The syllabus below is for Fall 2022. It is being revamped to incorporate latest AI including LLMs such as ChatGPT. Check back in a couple of months.
☛ Introduction
We live in a world where in every aspect of our daily lives, from the way we work, shop, communicate, or socialize; we are both consuming and creating vast amounts of information. More often than not, these daily activities create a trail of digitized data that is being stored, mined, and analyzed by firms. There is however a growing gulf between 'data scientists' (statisticians/computer scientists) and business managers, aggravated further by plethora of machine learning algorithms and technical jargon surrounding them. The objectives of this course are to fill this gap by (1) exposing you to the linguists of data, (2) providing hands-on experience with cutting-edge tools and techniques used in practice, and (3) exposing you to a wide variety of empirical contexts to instill an intuition for D3M, i.e. how to generate insights from the volumes of data.
☛ Class Notes
Topic 1: Language of Data
Our first topic covers modern developments in data structures, storage, and ETL operations (query and use data for BI or Ai). This session provides an overview of current state-of-the-art players in this space including Big 3 cloud providers (AWS, GCP, Azure) as well as strong challengers such as Snowflake.

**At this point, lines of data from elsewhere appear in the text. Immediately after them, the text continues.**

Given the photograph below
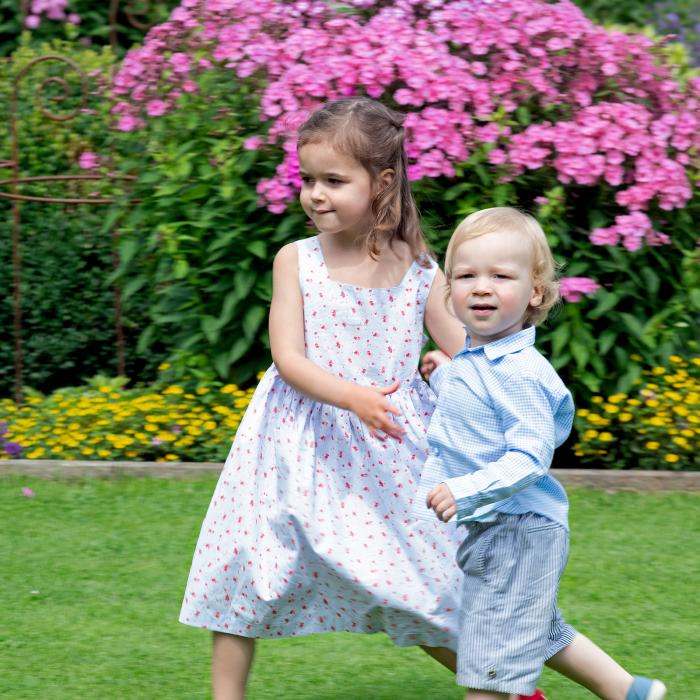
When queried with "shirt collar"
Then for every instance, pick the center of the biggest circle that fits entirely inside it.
(503, 346)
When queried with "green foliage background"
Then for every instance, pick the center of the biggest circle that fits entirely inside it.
(196, 248)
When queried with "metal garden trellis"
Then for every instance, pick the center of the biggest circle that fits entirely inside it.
(16, 183)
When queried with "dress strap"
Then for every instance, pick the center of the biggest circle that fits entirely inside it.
(422, 278)
(312, 266)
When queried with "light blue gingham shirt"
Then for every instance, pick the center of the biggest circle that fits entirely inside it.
(501, 411)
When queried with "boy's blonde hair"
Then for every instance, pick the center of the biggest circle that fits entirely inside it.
(502, 219)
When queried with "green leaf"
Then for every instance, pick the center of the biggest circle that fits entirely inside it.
(228, 308)
(580, 353)
(560, 337)
(606, 301)
(199, 191)
(145, 340)
(128, 248)
(181, 269)
(211, 328)
(239, 348)
(132, 286)
(633, 325)
(258, 248)
(252, 320)
(651, 281)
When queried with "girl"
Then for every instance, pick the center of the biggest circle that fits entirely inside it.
(309, 528)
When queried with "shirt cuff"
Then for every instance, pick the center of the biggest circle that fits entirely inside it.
(437, 377)
(462, 490)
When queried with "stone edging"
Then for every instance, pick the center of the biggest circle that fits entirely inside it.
(617, 480)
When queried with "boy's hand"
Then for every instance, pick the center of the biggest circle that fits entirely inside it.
(441, 500)
(369, 404)
(432, 360)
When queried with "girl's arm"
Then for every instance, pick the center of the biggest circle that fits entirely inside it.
(444, 328)
(289, 355)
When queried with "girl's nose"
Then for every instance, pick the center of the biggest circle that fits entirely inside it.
(317, 193)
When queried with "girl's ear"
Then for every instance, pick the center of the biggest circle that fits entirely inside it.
(386, 177)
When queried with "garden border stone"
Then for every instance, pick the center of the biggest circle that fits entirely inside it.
(617, 480)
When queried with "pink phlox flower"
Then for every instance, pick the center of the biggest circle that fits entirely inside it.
(88, 160)
(572, 289)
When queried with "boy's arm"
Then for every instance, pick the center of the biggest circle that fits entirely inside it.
(529, 434)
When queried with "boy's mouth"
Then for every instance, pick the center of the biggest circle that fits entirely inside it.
(482, 309)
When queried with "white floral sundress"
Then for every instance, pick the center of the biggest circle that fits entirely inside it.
(309, 528)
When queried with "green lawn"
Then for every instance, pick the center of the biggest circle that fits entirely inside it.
(92, 574)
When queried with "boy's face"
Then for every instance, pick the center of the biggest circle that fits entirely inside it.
(492, 285)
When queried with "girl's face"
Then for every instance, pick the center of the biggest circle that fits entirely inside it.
(336, 191)
(492, 285)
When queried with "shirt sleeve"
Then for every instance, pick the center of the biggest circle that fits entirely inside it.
(437, 377)
(529, 441)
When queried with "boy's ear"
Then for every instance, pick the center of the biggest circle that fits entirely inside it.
(537, 295)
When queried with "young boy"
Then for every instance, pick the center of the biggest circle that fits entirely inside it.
(501, 412)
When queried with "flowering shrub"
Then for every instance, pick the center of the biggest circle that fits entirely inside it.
(657, 426)
(105, 421)
(607, 111)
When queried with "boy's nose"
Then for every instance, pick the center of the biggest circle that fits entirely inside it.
(317, 193)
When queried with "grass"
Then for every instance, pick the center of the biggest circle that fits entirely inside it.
(92, 574)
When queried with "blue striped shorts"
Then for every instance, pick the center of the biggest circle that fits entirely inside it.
(509, 620)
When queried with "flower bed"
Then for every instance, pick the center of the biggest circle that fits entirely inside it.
(105, 421)
(655, 427)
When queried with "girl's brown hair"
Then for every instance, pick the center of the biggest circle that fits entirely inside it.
(374, 136)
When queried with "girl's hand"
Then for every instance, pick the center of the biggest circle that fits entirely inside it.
(441, 500)
(370, 406)
(433, 360)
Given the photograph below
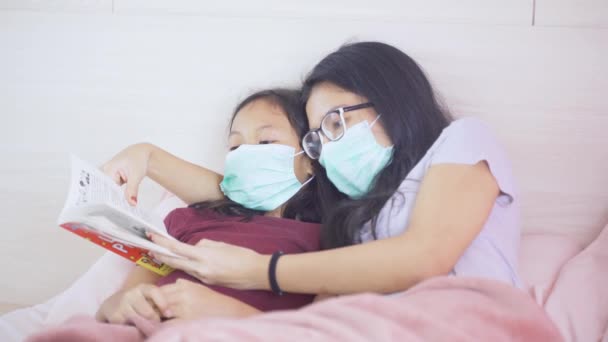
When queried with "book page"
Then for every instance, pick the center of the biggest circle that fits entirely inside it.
(92, 193)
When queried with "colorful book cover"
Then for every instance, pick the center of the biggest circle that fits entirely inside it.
(135, 254)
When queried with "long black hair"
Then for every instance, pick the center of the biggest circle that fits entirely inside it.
(310, 202)
(411, 116)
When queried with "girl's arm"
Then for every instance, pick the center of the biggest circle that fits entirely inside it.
(452, 206)
(189, 182)
(138, 286)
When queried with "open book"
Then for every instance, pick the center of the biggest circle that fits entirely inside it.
(97, 210)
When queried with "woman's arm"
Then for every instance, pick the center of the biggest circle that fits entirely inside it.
(453, 204)
(189, 182)
(451, 208)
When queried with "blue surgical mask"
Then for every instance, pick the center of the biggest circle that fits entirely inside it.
(261, 177)
(353, 162)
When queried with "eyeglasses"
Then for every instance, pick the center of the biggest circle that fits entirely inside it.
(333, 126)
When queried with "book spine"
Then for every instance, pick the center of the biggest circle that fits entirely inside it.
(134, 254)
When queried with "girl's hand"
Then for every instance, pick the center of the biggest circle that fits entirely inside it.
(130, 166)
(188, 300)
(145, 300)
(217, 263)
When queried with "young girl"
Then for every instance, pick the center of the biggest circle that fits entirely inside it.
(275, 207)
(426, 196)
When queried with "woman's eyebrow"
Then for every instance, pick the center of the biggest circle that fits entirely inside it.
(264, 127)
(235, 132)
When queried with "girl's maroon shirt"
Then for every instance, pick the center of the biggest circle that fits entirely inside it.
(263, 234)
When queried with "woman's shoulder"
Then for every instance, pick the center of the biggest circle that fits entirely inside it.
(467, 141)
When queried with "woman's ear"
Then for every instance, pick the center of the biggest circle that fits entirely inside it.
(310, 170)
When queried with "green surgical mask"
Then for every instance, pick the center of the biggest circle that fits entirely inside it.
(353, 162)
(261, 177)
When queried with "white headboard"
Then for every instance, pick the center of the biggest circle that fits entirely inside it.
(91, 77)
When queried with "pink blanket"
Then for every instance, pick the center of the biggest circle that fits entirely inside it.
(576, 297)
(443, 308)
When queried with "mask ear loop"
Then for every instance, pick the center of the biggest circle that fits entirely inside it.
(311, 177)
(374, 122)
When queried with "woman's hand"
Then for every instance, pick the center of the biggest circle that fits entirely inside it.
(217, 263)
(129, 167)
(145, 300)
(188, 300)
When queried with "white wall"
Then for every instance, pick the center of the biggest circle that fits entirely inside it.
(91, 77)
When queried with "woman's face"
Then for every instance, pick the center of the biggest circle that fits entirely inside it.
(326, 97)
(263, 122)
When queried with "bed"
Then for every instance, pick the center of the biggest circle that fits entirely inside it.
(541, 88)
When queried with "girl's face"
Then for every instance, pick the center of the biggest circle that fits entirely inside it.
(263, 122)
(326, 97)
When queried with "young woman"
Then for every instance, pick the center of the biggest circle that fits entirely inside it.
(426, 196)
(274, 206)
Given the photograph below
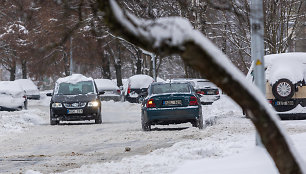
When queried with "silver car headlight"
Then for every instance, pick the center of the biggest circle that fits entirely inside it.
(57, 105)
(93, 104)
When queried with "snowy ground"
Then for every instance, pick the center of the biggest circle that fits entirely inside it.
(30, 145)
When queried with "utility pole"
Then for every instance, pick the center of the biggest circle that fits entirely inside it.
(153, 57)
(257, 48)
(71, 57)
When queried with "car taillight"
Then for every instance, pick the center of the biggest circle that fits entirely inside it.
(129, 89)
(201, 92)
(193, 101)
(151, 104)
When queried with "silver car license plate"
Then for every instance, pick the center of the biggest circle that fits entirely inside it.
(210, 92)
(172, 102)
(284, 103)
(75, 111)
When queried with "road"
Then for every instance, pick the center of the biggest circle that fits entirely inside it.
(47, 148)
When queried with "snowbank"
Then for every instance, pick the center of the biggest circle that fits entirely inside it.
(140, 81)
(18, 121)
(286, 65)
(11, 88)
(105, 84)
(28, 86)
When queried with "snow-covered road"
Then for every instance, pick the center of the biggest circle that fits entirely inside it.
(119, 145)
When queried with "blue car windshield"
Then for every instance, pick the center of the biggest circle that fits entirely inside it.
(83, 87)
(170, 88)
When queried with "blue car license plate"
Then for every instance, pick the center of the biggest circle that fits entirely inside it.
(172, 102)
(75, 111)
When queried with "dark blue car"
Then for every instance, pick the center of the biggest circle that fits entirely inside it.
(171, 103)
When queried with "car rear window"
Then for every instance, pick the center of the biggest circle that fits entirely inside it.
(170, 88)
(83, 87)
(205, 84)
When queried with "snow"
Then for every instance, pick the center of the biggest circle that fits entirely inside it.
(140, 81)
(28, 86)
(11, 87)
(225, 146)
(73, 79)
(176, 31)
(286, 65)
(255, 160)
(106, 84)
(11, 94)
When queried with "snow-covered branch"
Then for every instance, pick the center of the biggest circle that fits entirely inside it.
(175, 35)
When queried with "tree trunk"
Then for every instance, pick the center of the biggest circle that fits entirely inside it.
(24, 69)
(139, 62)
(202, 55)
(106, 68)
(117, 65)
(12, 71)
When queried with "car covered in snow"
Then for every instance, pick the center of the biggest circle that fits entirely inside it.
(110, 89)
(137, 87)
(75, 98)
(171, 103)
(12, 96)
(30, 88)
(285, 83)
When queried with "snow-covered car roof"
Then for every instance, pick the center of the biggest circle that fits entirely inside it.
(11, 88)
(73, 79)
(28, 85)
(203, 83)
(140, 81)
(106, 84)
(183, 80)
(291, 66)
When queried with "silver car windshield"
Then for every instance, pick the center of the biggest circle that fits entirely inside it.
(83, 87)
(170, 88)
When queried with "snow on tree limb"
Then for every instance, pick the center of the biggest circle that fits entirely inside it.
(175, 35)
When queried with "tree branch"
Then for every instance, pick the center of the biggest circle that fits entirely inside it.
(173, 35)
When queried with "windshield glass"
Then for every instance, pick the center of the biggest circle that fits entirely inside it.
(205, 84)
(83, 87)
(170, 88)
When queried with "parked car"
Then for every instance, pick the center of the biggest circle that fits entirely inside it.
(208, 91)
(30, 88)
(137, 87)
(110, 89)
(12, 96)
(285, 83)
(171, 103)
(75, 98)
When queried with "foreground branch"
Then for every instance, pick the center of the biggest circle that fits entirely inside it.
(166, 36)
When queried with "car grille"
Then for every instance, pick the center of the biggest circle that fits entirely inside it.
(75, 105)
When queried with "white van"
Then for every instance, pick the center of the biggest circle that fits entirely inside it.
(285, 83)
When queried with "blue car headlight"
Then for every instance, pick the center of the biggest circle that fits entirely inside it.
(93, 104)
(57, 105)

Focus of this session is on understanding data pipelines (storage, retrieval) as well as understanding Data Structures & Variable Types. We will go over the linguistics of data analytics that includes understanding: (1) Types of data (e.g. Cross-sectional vs. Panel, Time-series, Geo-spatial, etc.); (2) Merging, splitting & reshaping data files (long vs. wide data) (3) Types of variables (e.g. Numeric, categorical, Text, Images), (4) Common variable transformations (e.g. binning, log); and (5) Exploring relationships between variables using intuitive visualizations/dashboards. We will also look at basic functioning of two simple yet powerful software (JMP & Tableau) on how to achieve complex data retrieval/scraping, summarization, and creating insightful BI dashboards.
Topic 2: Quantifying Metrics
Any phenomenon we study (e.g. Sales of our product, Click-thru rates for our Ad campaign) depends on a large number of factors. For example, sales may depend on price, advertising, competitor pricing, etc. Regression based models help us to isolate the impact of different variables, i.e. provide marginal estimates. They allow us to ask questions (with caveats) such as how much additional web traffic can I expect if I were to spend X$ on FB Ad (holding constant other factors that may impact web traffic). This topic looks at methods that help us quantify metrics for decision-making. We will look at 2 main approaches:
Experiments & Causal Inference : Carefully designed experiments are regarded as the "gold standard" for making causal inferences. We will discuss the issues of design of experiments and look at several hands-on case studies to illustrate ideas of controlled experiments, A-B testing, and "natural" experiments. We will also look at some new ideas & algorithms beyond A-B testing (e.g. Heterogeneous treatment effects, counter-factual or what-if analysis). In addition, we will discuss how to develop careful regression models from field data, including common transformations (e.g. log-log regressions), interpreting own- and cross price elasticity, adding controls for extraneous factors such as trends and seasonality. This module includes a large scale case study on developing optimal pricing strategies using output from regression models.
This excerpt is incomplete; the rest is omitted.